Discrete embedding in latent space

Discrete latent space, VQ-VAE

In recent reading, I noticed a model, called VQ-VAE, frequently used in latent diffusion model. It is under the framework of auto-encoder and, instead of using a continuous latent space, use a discrete latent encoding dictionary. In this post, I am going to review why it is popular and how it works.

What is the latent space and what makes a good latent space?

Latent space refers to a lower-dimensional representation of the input data. It is constructed to captures the underlying structure and variations present in the data. Latent space is widely used in machine learning, especially in generative model, for several important reasons. First of all, there is a necessity to generate compressed representation of the data. In general, a modern dataset(i.e. ImageNet, CIFAR and etc) contains far more information than parameters in a model and the information at a model’s bottleneck is typically used as latent embedding. Secondly, a latent space can unify different data type(i.e. text, image, label etc) into a same latent space and make the iteration of signals more efficient. Last but the not the least, latent space is a very flexible concept and can be constructed differently(under different model architectures or objective functions) according to different goals.

With these said, what does a good latent space look like? This note summarized some good properties a good latent space should possess:

Continuity: In my understanding, this continuity is not necessary the type of continuity in mathematical sense. It simply means that the nearby points in latent space should have similar property in data space.
Disentablgement: It is often the case that there are multiple factors affecting the distribution of data. It is desireable if we can separate this variation in the latent space easily. For example, in the case of face recognition dataset(i.e. VGG Face2 etc), it would be nice if we can draw a simple line to separate male and female face and draw another line to separate different colors of skins.
Generalization: In ideal case, an unseen data should be mapped to a point in latent space where data with similar properties locate. This means that the latent space should capture the essential features and patterns of the unseen data. It can be viewed as another aspect of continuity and it plays an important role in generate realistic and diverse samples.
Compactness: Since, in most case, latent space is of much lower dimension than the data space, it should have high information density and enable efficient storage and manipulation.

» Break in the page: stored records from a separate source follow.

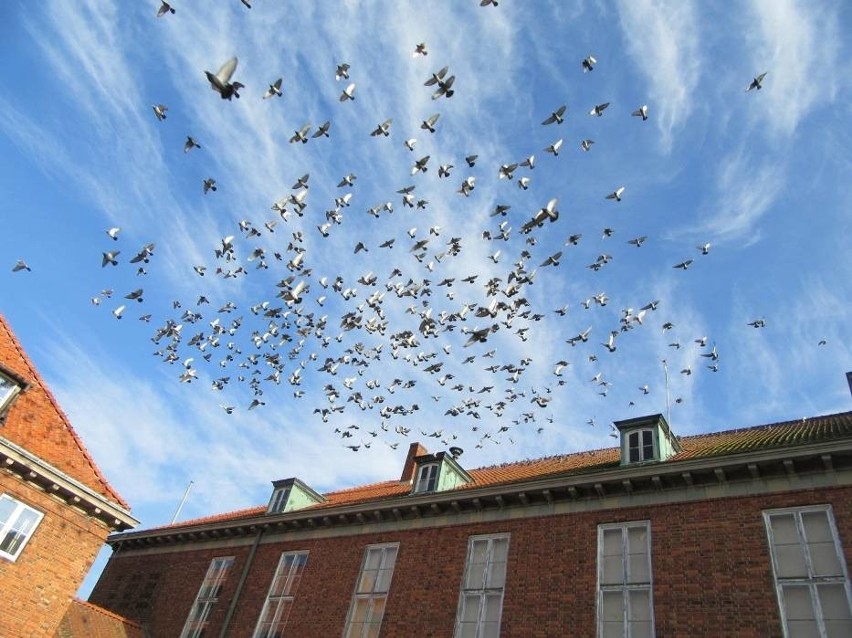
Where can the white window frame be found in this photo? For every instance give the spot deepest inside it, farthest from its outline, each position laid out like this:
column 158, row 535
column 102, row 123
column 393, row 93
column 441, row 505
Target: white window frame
column 427, row 477
column 809, row 555
column 369, row 599
column 207, row 597
column 276, row 609
column 17, row 530
column 631, row 583
column 483, row 584
column 641, row 445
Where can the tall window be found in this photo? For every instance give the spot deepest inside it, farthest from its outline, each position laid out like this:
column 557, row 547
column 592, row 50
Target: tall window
column 811, row 580
column 481, row 599
column 208, row 596
column 371, row 592
column 276, row 609
column 17, row 524
column 640, row 446
column 427, row 478
column 625, row 600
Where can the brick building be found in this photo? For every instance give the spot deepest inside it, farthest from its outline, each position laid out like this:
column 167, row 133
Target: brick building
column 56, row 508
column 746, row 532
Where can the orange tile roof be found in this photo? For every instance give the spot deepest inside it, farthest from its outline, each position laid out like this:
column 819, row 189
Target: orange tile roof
column 85, row 620
column 730, row 442
column 37, row 423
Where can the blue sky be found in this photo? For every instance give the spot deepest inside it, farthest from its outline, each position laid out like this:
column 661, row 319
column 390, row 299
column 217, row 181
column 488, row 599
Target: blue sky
column 762, row 176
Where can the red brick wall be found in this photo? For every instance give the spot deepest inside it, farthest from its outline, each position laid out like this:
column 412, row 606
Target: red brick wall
column 710, row 562
column 36, row 589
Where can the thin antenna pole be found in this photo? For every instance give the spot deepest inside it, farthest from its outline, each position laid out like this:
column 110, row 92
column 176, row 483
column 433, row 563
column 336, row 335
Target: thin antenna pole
column 182, row 501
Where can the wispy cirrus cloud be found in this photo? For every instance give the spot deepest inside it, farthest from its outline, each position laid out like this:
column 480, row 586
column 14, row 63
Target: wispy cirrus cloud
column 798, row 44
column 664, row 40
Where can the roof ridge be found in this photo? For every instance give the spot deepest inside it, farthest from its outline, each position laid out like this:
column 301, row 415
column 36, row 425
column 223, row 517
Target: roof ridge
column 43, row 387
column 106, row 612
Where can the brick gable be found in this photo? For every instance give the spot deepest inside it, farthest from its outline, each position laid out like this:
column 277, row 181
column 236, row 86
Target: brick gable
column 37, row 423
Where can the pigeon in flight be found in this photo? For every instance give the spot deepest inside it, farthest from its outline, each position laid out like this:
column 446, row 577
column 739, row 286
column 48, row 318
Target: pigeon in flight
column 558, row 116
column 301, row 135
column 190, row 144
column 165, row 8
column 642, row 112
column 598, row 109
column 221, row 81
column 160, row 111
column 348, row 93
column 616, row 194
column 756, row 83
column 273, row 90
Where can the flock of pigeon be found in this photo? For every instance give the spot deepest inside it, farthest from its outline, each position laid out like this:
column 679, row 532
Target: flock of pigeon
column 366, row 347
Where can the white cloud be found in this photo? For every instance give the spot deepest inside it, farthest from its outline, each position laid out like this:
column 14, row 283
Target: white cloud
column 663, row 39
column 798, row 45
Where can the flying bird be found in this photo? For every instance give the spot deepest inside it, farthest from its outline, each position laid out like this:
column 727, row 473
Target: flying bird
column 598, row 109
column 190, row 144
column 301, row 135
column 383, row 128
column 556, row 117
column 554, row 148
column 165, row 8
column 221, row 81
column 756, row 83
column 273, row 90
column 429, row 123
column 348, row 93
column 616, row 194
column 160, row 111
column 642, row 112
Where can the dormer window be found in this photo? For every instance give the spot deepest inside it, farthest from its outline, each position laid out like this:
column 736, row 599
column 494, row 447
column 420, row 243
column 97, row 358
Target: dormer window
column 640, row 446
column 438, row 472
column 278, row 500
column 9, row 389
column 291, row 494
column 646, row 439
column 427, row 478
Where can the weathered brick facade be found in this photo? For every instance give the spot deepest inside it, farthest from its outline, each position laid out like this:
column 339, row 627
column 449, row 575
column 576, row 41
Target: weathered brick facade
column 712, row 571
column 45, row 467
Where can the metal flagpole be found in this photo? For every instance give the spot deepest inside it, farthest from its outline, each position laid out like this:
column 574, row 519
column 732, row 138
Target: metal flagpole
column 182, row 501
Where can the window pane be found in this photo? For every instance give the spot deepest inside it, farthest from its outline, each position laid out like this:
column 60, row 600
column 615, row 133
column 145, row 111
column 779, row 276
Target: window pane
column 816, row 527
column 470, row 608
column 640, row 605
column 832, row 599
column 612, row 606
column 790, row 561
column 783, row 529
column 797, row 602
column 824, row 560
column 612, row 572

For short, it is continuity and completeness that matters.

What is VQ-VAE

VQ-VAE is proposed in . Instead of constructing a continuous latent space, the paper choose to build a codebook for latent vectors and map the encoded vector to latent vectors in the codebook.

VQ stands for vector quantised and it is a classical technique from signal processing that allows the modeling of probability density functions of prototype vectors. It was originally used for data compression. The vector quantization works by diving a large set of points(latent vectors in our cases) into groups having approximately the same number of points closest to them. Each group is represented by its centroid point as in k-means algorithm. A pytorch implementation can be fonud here.

Model architecture

The VQ-VAE model has the same encoder-decoder structure as VAE. In addition to these, it has an vector quantization layer that maps the embedding generated from encoder to the nearest neighbor in the codebook.

The following flowchart from the github notebook described the information flow of the model. Notice that, at the bottleneck layer, each image is mapped into a \([H, W, D]\) tensor where \(D\) is the number of channel. Each of these \(D\) dimensional vector is mapped to its nearest neighbor in the codebook.

Fig.2 - Flowchart of VQ-VAE summarized by https://github.com/zalandoresearch/pytorch-vq-vae/blob/master/vq-vae.ipynb.

Now, the question is how expressive this model is? How large is the size of latent space? The each image will generate \(H\times W\) hidden layer vector of \(D\) dimension. Then, each of these \(D\) dimensional vectors will be mapped into its nearest neighbor. Assume the codebook is of size \(K\times D\) where \(K\) is the number of codes in the codebook and \(D\) is the dimension of embedding. Therefore, we have \(H\times W\) entries and each of which is choosen from a set of \(K\) latent vectors from codebook. The total combination is \(K^{H\times W}\). In this case, the model is trained on CIFAR10 and \((K=256, H\times W=16384)\). The entire latent space includes \(256^{16384}\) combination which is not much different from infinite.

Objective function and training

There are few challenging parts for training a VAE model with a vector quantization layer:

One needs to figure out a way to pass the gradient information from the decoder to encoder.
Need to design proper objective function to optimize model and codebook simutaneously.

For clarification, we copy the notation from the original paper .

\(z_e(x)_{ij}=\mathcal{E}_\theta(x)_{ij}\) is the output of the encoder.
\(z_q(x)_{ij}=e_k\) , where \(k=\mathrm{argmin}_l\|z_e(x)_{ij}-e_l\|\).
\(\hat{x}=\mathcal{D}_\phi(z_q(x))\) represent the reconstructed image from embedding generated from codebook.

For the training of the decoder(parameterized by \(\phi\)), the gradient information can normally pass to its parameters. For the training of the encoder(parameterized by \(\theta\)), the VQ layer blocked the gradient information. The paper chose a simple remedy for this which is use \(\frac{\partial L}{\partial z_q(x)}\) to replace \(\frac{\partial L}{\partial z_e(x)}\) in the graident \(\frac{\partial L}{\partial \theta}=\frac{\partial L}{\partial z_e(x)}\frac{\partial z_e(x)}{\partial \theta}\approx \frac{\partial L}{\partial z_q(x)}\frac{\partial z_e(x)}{\partial \theta}\).

The loss function is follow

\[L=\log p\left(x \mid z_q(x)\right)+\left\|\operatorname{sg}\left[z_e(x)\right]-e\right\|_2^2+\beta\left\|z_e(x)-\operatorname{sg}[e]\right\|_2^2.\]

The sg operator represent stop gradient. These objective function is consist of three part:

\(\log p\left(x \mid z_q(x)\right)\) represents the log-likelihood of the reconstructed images.
\(\left\|\operatorname{sg}\left[z_e(x)\right]-e\right\|_2^2\) represents distance between encoder output and embedding codebook. It aims to move the \(e_i\) in codebook towards encoder output \(z_e(x)_{ij}\).
\(\left\|z_e(x)-\operatorname{sg}[e]\right\|_2^2\) represent the “commitment loss”. It amis to make sure the encoder commits to an embedding.

Why we are interested in discrete latent spaces? Are they better than continuous one?

Discrete latent spaces compress the information in the dataset more efficiently. Also, duo to the density matching property of vector quantisation, the latent space becomes more diverse with respect to the most diverse features within the data distribution.

Fig.3 - VQ-VAE samples (left) and BigGAN deep samples (right) trained on ImageNet. Image source: https://shashank7-iitd.medium.com/understanding-vector-quantized-variational-autoencoders-vq-vae-323d710a888a.